Poco a poco, en el suelo se iba juntando un creciente montón de carteritas hasta que alguien sacaba «tome todo». Quien se hubiera quedado sin carteritas abandonaba el juego. Los montoncitos podían cambiar de propiedad durante el juego, aunque normalmente quien tirara el «tome todo» buscaba la manera de retirarse. Y allí empezaban los problemas, pues a nadie le gustaba que lo blanquearan así nomás.
Y estaba el recurso del gavilán. Si alguien gritaba esa palabra clave, había que tirarse encima de las carteritas propias y tratar de apropiarse del botín en el centro. Era una manera tramposa de finalizar el juego y de apropiarse de lo ajeno, pero bajo un código de honor no escrito solamente quedaba aceptar las pérdidas. También podía terminar todo en una pelea a trompadas porque quienes gritaban «gavilán» eran casi siempre los mismos y a veces ni eran parte del juego.
Y parece que la sociedad ha aprendido a vivir un eterno juego de perinola.
El tema es ganar.
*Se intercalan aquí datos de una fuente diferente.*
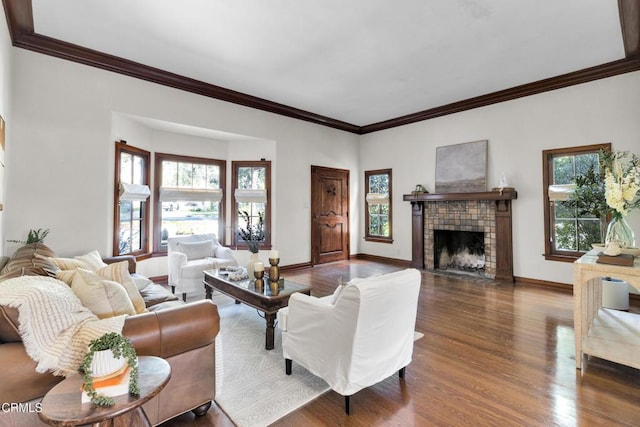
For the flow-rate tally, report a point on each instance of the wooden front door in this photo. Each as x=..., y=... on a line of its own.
x=329, y=214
Ganar rápido y con suerte, ganar con paciencia (ganando y perdiendo en el camino), perder y prepararse para volver al juego y ganar. Ganar con perinolas cargadas y, si todo falla, ganar a lo gavilán.
Ser ganador, ser number one, está en el ADN de la sociedad moderna. Lo contrario es ser un loser, un perdedor, un fracasado. Nadie siquiera recuerda a los segundos lugares, dicen.
Y así, entrenados con juegos infantiles, bombardeados con mensajes comerciales (¿recuerdan «solo para ganadores»?), adoctrinados por películas, telenovelas y demás recursos del sistema, todos entramos en el juego de ser número uno.
Vea lo que sucede en la escuela. Los padres presionan a sus hijos e hijas para que sean número uno en la clase. Es una lucha titánica. Los padres piensan que están haciendo su trabajo, y los niños y las niñas piensan que de eso depende que los quieran. Recuerdo el caso de una adolescente que se colgó de una viga porque no había llevado las calificaciones que sus padres le exigían.
La niñez aprende de esa manera una versión tergiversada del éxito. Otros se perfeccionan en ser gavilanes y hasta le llaman arte. Con este comportamiento aprendido pasamos la adolescencia y llegamos a la adultez. Nuestro propio ego se posesiona de la mente y el espíritu de nuestra descendencia para que sea como nosotros o para que no lo sea. Da lo mismo.
Me causa mucho disgusto ver en redes sociales los videos de niños prodigiosos. Tocan piano, guitarra, violín, y hacen demostraciones sublimes de talento también en lo físico. Pienso en la cantidad de horas de juego y de vital afecto que se pierden a fin de satisfacer los egos o cumplir con las órdenes de sus padres. No serán niños felices, sino víctimas de chantaje emocional.
La educación se hace eco de esto y también exige ganadores imponiendo largas jornadas de estudio.
Así llegamos a la universidad, al trabajo, a los negocios, a nuestra pareja.
Los resultados de ese modelo están sobradamente a la vista. Perdemos el valor de jugar, de compartir, de prestarle carteritas a quien perdió sus últimas dos. Pensamos que ganar es todo y que ganar más que los demás es el evangelio verdadero y una probadita del paraíso.
Me gusta más para mi familia, para mis amigos y para mis quién sabe si amigos que nos esforcemos en entregar nuestro mejor esfuerzo en todos los ámbitos de la vida sin ver hacia el marcador en qué número llegamos. Ese trabajo de todos los días nos haría valiosos, merecedores de confianza, merecedores de recompensas y merecedores de nuevas oportunidades. También marcará nuestros límites.